Genomic DNA-chip hybridization reveals a higher incidence of genomic amplifications in pancreatic cancer than conventional comparative genomic hybridization and leads to the identification of novel candidate genes.

Genomic analyses aimed at the detection of high-level DNA amplifications were performed on 13 widely used pancreatic cancer cell lines and 6 pancreatic tumor specimens. For these analyses, array-based comparative genomic hybridization (Matrix-CGH) onto dedicated microarrays was used. In comparison with chromosomal CGH (eight amplifications), a >3-fold number of DNA amplifications was detected (n = 29).
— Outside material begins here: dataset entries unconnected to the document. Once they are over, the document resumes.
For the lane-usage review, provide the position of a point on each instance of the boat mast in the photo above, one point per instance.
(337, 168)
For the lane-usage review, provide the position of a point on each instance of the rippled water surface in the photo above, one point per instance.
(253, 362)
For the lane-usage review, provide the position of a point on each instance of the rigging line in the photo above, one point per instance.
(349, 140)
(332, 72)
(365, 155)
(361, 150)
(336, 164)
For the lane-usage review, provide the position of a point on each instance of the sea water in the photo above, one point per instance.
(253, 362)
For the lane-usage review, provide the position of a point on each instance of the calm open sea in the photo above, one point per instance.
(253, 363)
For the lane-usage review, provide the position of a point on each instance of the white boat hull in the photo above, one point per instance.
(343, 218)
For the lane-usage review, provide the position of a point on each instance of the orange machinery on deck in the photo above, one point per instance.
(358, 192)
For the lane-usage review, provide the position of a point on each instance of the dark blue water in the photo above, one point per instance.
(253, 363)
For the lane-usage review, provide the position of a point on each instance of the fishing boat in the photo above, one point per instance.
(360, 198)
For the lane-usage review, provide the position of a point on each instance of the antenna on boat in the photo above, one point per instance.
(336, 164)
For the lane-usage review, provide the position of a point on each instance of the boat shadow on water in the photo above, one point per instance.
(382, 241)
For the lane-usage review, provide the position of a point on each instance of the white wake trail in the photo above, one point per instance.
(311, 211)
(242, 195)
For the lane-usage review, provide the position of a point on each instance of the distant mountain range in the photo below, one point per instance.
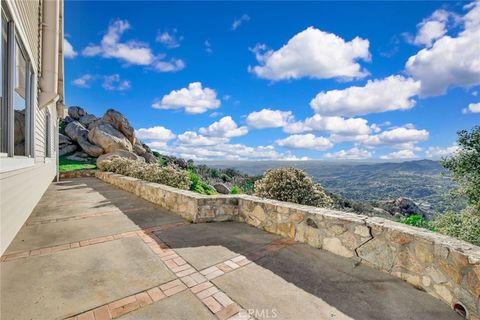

The most frequent amplifications mapped to 7p12.3 (three pancreatic cancer cell lines and three pancreatic tumor specimens), 8q24 (four pancreatic cancer cell lines and one pancreatic tumor specimen), 11q13 (three pancreatic cancer cell lines and three pancreatic tumor specimens), and 20q13 (four pancreatic cancer cell lines and three pancreatic tumor specimens). Genes contained in the consensus regions were MYC (8q24), EGFR (7p12.3), and FGF3 (11q13). In six of seven pancreatic cancer cell lines and pancreatic tumor specimens with 20q13 amplifications, the novel candidate gene NFAT C2, which plays a role in the activation of cytokines, was amplified. Other amplifications also affected genes for which a pathogenetic role in pancreatic carcinoma has not been described, such as BCL10 and BCL6, two members of the BCL family. A subset of amplified genes was checked for overexpression by means of real-time PCR, revealing the highest expression levels for BCL6 and BCL10. Thus, Matrix-CGH allows the detection of a high number of amplifications, resulting in the identification of novel candidate genes in pancreatic cancer.